Anyway, I have a K2 Enemy (cyclocross) that I bought last summer and I'm quite pleased with it. Good bike, good price.


----------



## DelawareDager (Jul 16, 2008)

Sweet, I gotta K2 Mod 6.0, full Dura-Ace 7800, American Classic wheels. And I love it, Super light, stiff enough for me, fits me perfect, and I got a great deal on it. I'm all about the deals.


----------



## fatburg (Jul 13, 2009)

Revive an old thread for my first. Picked up a K2 mainframe 5.0 a couple weeks off of CL for a steal. Full CF frame, 105 components. This is my first road bike and first time back in the saddle for a long time, after a couple hundreds miles....wow, what fun. And this coming from a motorcycle guy.


----------



## mwheaties (Aug 11, 2007)

fatburg said:


> Revive an old thread for my first. Picked up a K2 mainframe 5.0 a couple weeks off of CL for a steal. Full CF frame, 105 components. This is my first road bike and first time back in the saddle for a long time, after a couple hundreds miles....wow, what fun. And this coming from a motorcycle guy.


This wasn't by chance in the Kansas City area? 

I also picked up a K2 MF 5.0 from an ad I saw on KC CL. Same bike, components as you stated. 

Lucky for me my son was doing an internship there this summer and picked it up after testing it out. Told me that if I didn't buy it at that price I was crazy and he would buy it and use as a backup roadbike to his custom Coppi that he rides.

Just did my first centruy ride this past weekend and the bike performed great! 
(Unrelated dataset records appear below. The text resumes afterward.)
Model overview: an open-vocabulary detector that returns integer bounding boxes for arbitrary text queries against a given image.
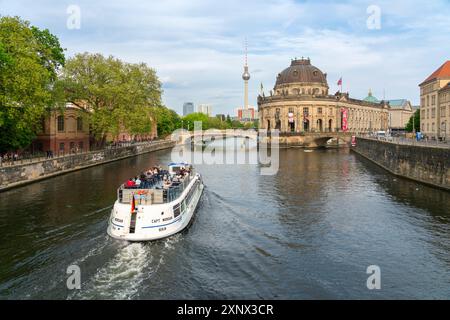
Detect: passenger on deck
[126,178,135,188]
[134,177,141,188]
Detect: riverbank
[352,137,450,191]
[0,140,175,192]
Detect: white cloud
[1,0,450,113]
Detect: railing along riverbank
[0,140,175,191]
[352,137,450,191]
[0,140,165,167]
[356,135,450,148]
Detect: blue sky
[0,0,450,115]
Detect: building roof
[420,60,450,85]
[439,82,450,91]
[363,90,380,103]
[275,58,328,86]
[388,99,408,107]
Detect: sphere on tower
[242,66,250,81]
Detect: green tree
[405,109,420,132]
[0,17,65,152]
[61,53,162,144]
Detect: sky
[0,0,450,115]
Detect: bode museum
[258,58,389,144]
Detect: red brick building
[31,103,89,154]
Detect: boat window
[173,204,181,218]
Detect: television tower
[242,39,250,110]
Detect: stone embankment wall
[352,138,450,190]
[0,141,175,192]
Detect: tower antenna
[242,37,250,113]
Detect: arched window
[57,116,64,132]
[77,117,83,131]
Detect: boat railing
[117,172,194,205]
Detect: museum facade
[258,58,389,135]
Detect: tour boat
[107,163,204,241]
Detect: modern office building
[183,102,194,116]
[197,104,212,117]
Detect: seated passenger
[126,178,134,188]
[134,177,141,187]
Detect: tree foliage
[61,53,162,140]
[154,106,181,137]
[405,109,420,132]
[0,17,65,152]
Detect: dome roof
[275,58,328,86]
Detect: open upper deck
[117,165,195,205]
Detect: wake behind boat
[107,163,204,241]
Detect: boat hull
[107,175,204,241]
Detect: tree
[0,17,65,152]
[61,53,162,143]
[405,109,420,132]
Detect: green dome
[364,90,380,103]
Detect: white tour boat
[108,163,204,241]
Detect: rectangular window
[173,204,181,218]
[77,117,83,131]
[58,116,64,132]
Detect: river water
[0,139,450,299]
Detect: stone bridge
[178,129,258,144]
[174,129,354,148]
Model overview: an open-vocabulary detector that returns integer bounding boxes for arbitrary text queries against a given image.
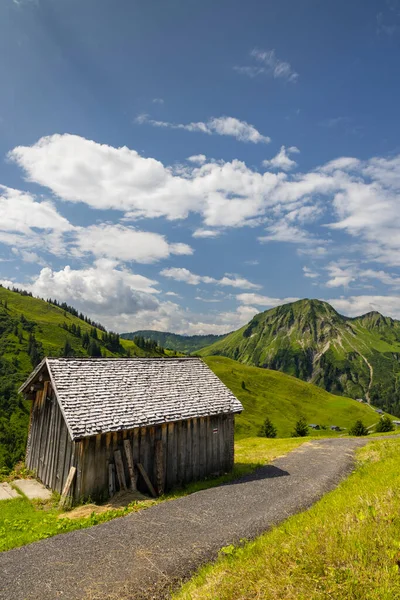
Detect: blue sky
[0,0,400,333]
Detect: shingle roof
[21,358,243,439]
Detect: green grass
[204,356,392,438]
[0,438,308,551]
[174,440,400,600]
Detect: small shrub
[261,417,278,438]
[375,415,394,432]
[292,417,308,437]
[349,419,368,437]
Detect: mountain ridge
[198,298,400,415]
[121,329,229,353]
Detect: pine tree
[61,339,74,357]
[88,340,102,358]
[349,419,368,437]
[261,417,278,438]
[375,415,394,432]
[292,417,308,437]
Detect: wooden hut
[20,358,243,501]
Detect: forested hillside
[0,287,164,471]
[198,299,400,416]
[121,329,228,354]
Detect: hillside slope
[205,356,390,437]
[0,287,162,473]
[198,299,400,415]
[121,329,228,354]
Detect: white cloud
[187,154,207,165]
[1,259,160,319]
[192,229,221,238]
[325,260,400,288]
[234,48,299,83]
[136,114,271,144]
[75,223,193,263]
[160,267,262,289]
[8,135,400,266]
[303,267,319,279]
[325,263,356,287]
[236,293,300,308]
[257,219,323,245]
[327,296,400,319]
[0,185,72,236]
[262,146,300,171]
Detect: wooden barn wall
[74,415,234,500]
[26,381,75,493]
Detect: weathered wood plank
[137,463,157,498]
[124,439,137,492]
[184,419,193,482]
[154,440,165,496]
[114,450,127,490]
[161,423,168,491]
[75,440,85,502]
[167,423,178,489]
[49,401,61,490]
[192,419,199,481]
[58,467,76,508]
[108,462,115,498]
[176,421,187,483]
[199,417,207,479]
[55,415,68,493]
[138,427,149,471]
[132,428,140,464]
[39,394,51,483]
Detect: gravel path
[0,439,372,600]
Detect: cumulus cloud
[8,135,400,266]
[160,267,262,289]
[303,267,319,279]
[187,154,207,165]
[2,259,160,317]
[327,296,400,319]
[262,146,300,171]
[193,228,221,238]
[325,263,356,287]
[325,260,400,288]
[75,223,193,263]
[234,48,299,83]
[236,293,300,308]
[136,114,271,144]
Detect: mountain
[198,299,400,416]
[205,356,390,437]
[121,329,228,354]
[0,287,164,474]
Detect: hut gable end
[21,358,243,439]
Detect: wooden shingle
[20,358,243,440]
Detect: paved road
[0,439,372,600]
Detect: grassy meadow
[173,439,400,600]
[0,438,309,551]
[204,356,390,439]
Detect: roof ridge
[46,356,202,362]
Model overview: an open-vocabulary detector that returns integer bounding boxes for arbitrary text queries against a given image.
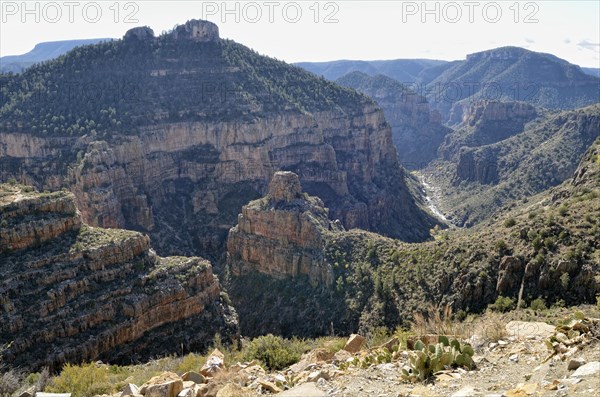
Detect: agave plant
[402,336,474,382]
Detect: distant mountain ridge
[295,59,448,84]
[336,72,452,169]
[422,47,600,125]
[0,38,113,73]
[296,47,600,126]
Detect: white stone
[571,361,600,378]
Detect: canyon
[0,184,239,370]
[0,20,438,259]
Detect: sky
[0,0,600,68]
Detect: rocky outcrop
[336,72,452,170]
[439,100,543,160]
[123,26,154,40]
[227,172,343,286]
[424,47,600,125]
[171,19,219,42]
[0,106,434,257]
[0,185,238,369]
[454,148,498,185]
[0,20,436,259]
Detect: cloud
[577,39,600,51]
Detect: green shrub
[494,240,508,256]
[175,353,206,374]
[244,334,306,371]
[560,273,571,289]
[45,363,114,397]
[490,296,516,313]
[558,204,569,216]
[0,370,23,396]
[529,297,548,311]
[402,336,474,382]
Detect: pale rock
[571,361,600,378]
[181,371,206,384]
[277,383,327,397]
[307,370,331,382]
[452,386,483,397]
[567,359,585,371]
[506,321,556,340]
[121,383,142,397]
[258,379,283,393]
[344,334,365,353]
[333,349,354,363]
[200,349,225,378]
[216,383,257,397]
[140,372,183,397]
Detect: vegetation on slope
[0,33,369,136]
[228,140,600,336]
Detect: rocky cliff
[0,21,435,258]
[422,47,600,125]
[227,140,600,336]
[227,172,343,286]
[439,100,544,160]
[424,102,600,226]
[336,72,452,170]
[0,184,238,369]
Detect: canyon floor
[8,305,600,397]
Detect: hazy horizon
[0,1,600,68]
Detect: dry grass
[410,305,470,338]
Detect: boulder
[571,361,600,378]
[290,348,334,372]
[216,383,257,397]
[140,372,183,397]
[277,383,327,397]
[269,171,302,202]
[567,359,585,371]
[344,334,365,353]
[200,349,225,378]
[181,371,206,384]
[258,379,283,393]
[379,336,400,352]
[121,383,142,397]
[506,321,556,340]
[333,349,354,363]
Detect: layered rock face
[0,185,238,369]
[439,101,543,161]
[225,172,357,336]
[337,72,451,169]
[422,47,600,125]
[0,21,435,258]
[227,172,343,286]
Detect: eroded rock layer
[0,20,436,258]
[0,185,238,369]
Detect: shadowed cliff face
[226,139,600,336]
[227,172,343,286]
[0,185,238,370]
[336,72,452,169]
[0,21,435,258]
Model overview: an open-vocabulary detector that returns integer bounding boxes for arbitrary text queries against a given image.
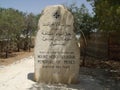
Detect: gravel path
[0,56,120,90]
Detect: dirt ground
[0,49,33,66]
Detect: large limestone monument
[34,5,80,84]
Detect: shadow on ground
[27,73,35,82]
[28,67,120,90]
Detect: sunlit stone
[34,5,80,84]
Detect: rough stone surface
[34,5,80,84]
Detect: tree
[87,0,120,32]
[23,13,37,51]
[68,4,95,37]
[0,8,24,58]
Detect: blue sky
[0,0,92,14]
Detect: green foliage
[68,4,95,36]
[0,8,37,57]
[87,0,120,32]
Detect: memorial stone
[34,5,80,84]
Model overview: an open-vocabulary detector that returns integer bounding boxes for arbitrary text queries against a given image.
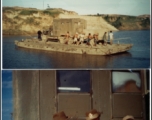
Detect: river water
[2,30,150,69]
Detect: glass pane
[112,71,141,92]
[57,70,91,93]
Wish I could say the same for me! 

Shoulda used that Chamios butter! :mad2:


----------



## fatburg (Jul 13, 2009)

mwheaties said:


> This wasn't by chance in the Kansas City area?
> 
> I also picked up a K2 MF 5.0 from an ad I saw on KC CL. Same bike, components as you stated.
> 
> ...


yes sir, that would be the one. I'm really happy with the bike. And I agree, it performs much better then I do!!! I was very glad to get into that buy.


----------



## mwheaties (Aug 11, 2007)

fatburg said:


> yes sir, that would be the one. I'm really happy with the bike. And I agree, it performs much better then I do!!! I was very glad to get into that buy.


I thought so. Yes, I was very happy to find that one as well. Just lucky really. 

During the century ride this weekend, a number of riders would ask me about it; when did I get it, where did I get it, how much did it cost.....

When I told him they usually responded; "what the *#*[email protected] you kidding me?"


----------



## fatburg (Jul 13, 2009)

mwheaties said:


> I thought so. Yes, I was very happy to find that one as well. Just lucky really.
> 
> During the century ride this weekend, a number of riders would ask me about it; when did I get it, where did I get it, how much did it cost.....
> 
> When I told him they usually responded; "what the *#*[email protected] you kidding me?"


He's got one more (or had a couple days ago) in the size smaller, if I knew for sure it would fit my wife I would buy it in a heartbeat!


----------